Despite the radical changes in outlooks and lifestyles over the 87 years of his life, Plinio Corrêa de Oliveira remained faithful to his early ideals. His consistency merited him respect even among his adversaries. In success and in reversal, in advance and in retreat, unbending even in the worst of storms, always holding high the standard of his convictions and proclaiming them with spirited bravery, he was true to his vocation.

Edified by his life’s luminous course, which points to true solutions for the contemporary crises, we express in this sorrowful hour, filled with inextinguishable yearnings, our admiration and gratitude for everything Plinio Corrêa de Oliveira was and did in 87 years of life and 67 years of heroic endeavors.

In union with the devotion at the core of the soul of this peerless champion, we turn to the Blessed Virgin Mary, to whom our admiration and gratitude are ultimately due. She—the Star of the Sea, the Morning Star that guided his life—gave him a hero’s strength.

Determined to persevere in his path, we make our own the words with which he closes Revolution and Counter-Revolution:

Amid today’s chaos, only one thing will not fail, namely, the prayer…which is in my heart and on my lips, just as it is in the heart of all who see and think as I do: “Unto thee I lift up my eyes, unto thee, who dwellest in the heavens. See how the eyes of servants are fixed on the hands of their masters, the eyes of a handmaid on the hand of her mistress” (Psalm 122:1-2). So our eyes are fixed on Our Lady and Mother, waiting for her to have mercy on us.

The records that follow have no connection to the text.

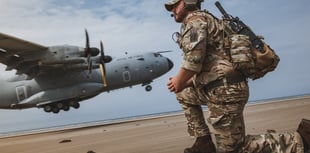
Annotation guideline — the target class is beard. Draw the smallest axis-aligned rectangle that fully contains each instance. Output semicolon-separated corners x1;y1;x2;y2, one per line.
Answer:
174;9;187;23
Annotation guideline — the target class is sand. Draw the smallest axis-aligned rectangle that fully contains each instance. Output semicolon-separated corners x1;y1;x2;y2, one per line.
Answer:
0;97;310;153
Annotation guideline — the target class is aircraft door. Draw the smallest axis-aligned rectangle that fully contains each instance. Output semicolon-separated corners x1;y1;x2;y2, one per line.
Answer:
123;71;131;82
16;86;28;102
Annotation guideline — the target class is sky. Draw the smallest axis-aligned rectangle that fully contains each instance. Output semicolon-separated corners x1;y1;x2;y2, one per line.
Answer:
0;0;310;133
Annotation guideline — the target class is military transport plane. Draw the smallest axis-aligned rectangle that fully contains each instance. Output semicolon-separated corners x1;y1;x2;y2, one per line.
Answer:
0;30;173;113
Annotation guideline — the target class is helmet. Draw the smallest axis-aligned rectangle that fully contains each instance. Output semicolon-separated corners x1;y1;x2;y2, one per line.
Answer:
165;0;204;12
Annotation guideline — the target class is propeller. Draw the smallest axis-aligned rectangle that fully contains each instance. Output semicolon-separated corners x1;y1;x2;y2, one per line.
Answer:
100;41;112;87
84;29;99;74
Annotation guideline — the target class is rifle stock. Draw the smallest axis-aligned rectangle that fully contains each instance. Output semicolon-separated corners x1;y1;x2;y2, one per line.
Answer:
215;1;264;53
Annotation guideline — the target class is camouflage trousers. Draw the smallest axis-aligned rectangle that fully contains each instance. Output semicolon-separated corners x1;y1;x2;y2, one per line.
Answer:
176;82;303;153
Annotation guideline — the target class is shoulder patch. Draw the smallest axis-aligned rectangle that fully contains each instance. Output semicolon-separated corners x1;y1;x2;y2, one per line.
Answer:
190;27;198;42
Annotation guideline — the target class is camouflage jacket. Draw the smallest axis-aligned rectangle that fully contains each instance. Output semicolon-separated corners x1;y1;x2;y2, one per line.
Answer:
177;10;237;87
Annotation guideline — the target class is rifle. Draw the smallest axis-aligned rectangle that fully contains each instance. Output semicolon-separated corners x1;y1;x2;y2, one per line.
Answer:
215;1;265;53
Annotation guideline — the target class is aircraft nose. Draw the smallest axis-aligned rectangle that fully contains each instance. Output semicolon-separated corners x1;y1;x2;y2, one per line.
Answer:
167;58;173;70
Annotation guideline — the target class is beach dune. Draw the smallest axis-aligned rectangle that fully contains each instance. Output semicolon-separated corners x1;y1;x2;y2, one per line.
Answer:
0;97;310;153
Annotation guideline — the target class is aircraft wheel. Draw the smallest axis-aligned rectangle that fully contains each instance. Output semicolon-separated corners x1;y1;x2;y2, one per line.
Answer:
56;103;64;109
62;105;70;111
52;107;59;114
44;105;52;113
72;102;80;109
145;85;152;91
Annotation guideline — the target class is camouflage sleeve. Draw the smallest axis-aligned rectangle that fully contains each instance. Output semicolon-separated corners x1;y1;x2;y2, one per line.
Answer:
181;18;207;72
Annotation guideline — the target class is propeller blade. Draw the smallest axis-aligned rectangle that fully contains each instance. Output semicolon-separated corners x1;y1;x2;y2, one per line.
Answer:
100;41;108;87
100;41;104;59
100;64;108;87
85;29;90;52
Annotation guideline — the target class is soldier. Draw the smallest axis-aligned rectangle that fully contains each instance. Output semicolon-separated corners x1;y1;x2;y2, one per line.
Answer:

Behold the affirmation of unvarying confidence of the Catholic soul, which kneels but remains firm amid the general convulsion—firm with all the firmness of those who, in the storm, and with a strength of soul even greater than it, continue to affirm from the bottom of their heart: “Credo in Unam, Sanctam, Catholicam, et Apostolicam Ecclesiam,” that is, I believe in the Holy Roman Catholic and Apostolic Church, against which, as promised to Saint Peter, the gates of hell will never prevail.

 

York, Pennsylvania, October 11, 1995
Feast of the Motherhood of the Blessed Virgin Mary

The American Society for the Defense of Tradition, Family and Property
Sociedade Brasileira de Defesa da Tradição, Família e Propriedade
The Canadian Society for the Defence of Tradition, Family and Property/Société Canadienne pour la Défense de la Tradition, de la Famille et de la Propriété
Sociedad Argentina de Defensa de la Tradición, Familia y Propiedad
Sociedad Chilena de Defensa de la Tradición, Familia y Propiedad
Sociedad Colombiana de Defensa de la Tradición, Familia y Propiedad
Sociedad Ecuatoriana de Defensa de la Tradición, Familia y Propiedad
Sociedad Española de Defensa de la Tradición, Familia y Propiedad—Covadonga
Sociedad Paraguaya de Defensa de la Tradición, Familia y Propiedad
Sociedad Uruguaya de Defensa de la Tradición, Familia y Propiedad
Société Française pour la Défense de la Tradition, Famille et Propriété
Núcleo Peruano Tradición, Familia, Propiedad
Centro Cultural Reconquista—TFP Lusa (Portugal)
TFP Büro Deutschland
The Australian TFP Bureau
Tradición Familia Propiedad—Costa Rica
Tradition Family Property—Bureau for the United Kingdom
Tradition Family Property New Zealand
Ufficio Tradizione, Famiglia, Proprietà (Italy)
Aeterni Patris Cultural Centre (India)
Associación Civil Resistencia (Venezuela)
Fundacja Polska dia Kultury Chrześcijańskiej
Jóvenes Bolivianos pro Civilización Cristiana
Saint Thomas Aquinas Youth Association (Philippines)
Young South Africans for a Christian Civilization

 

Published in The Washington Times on October 12, 1995.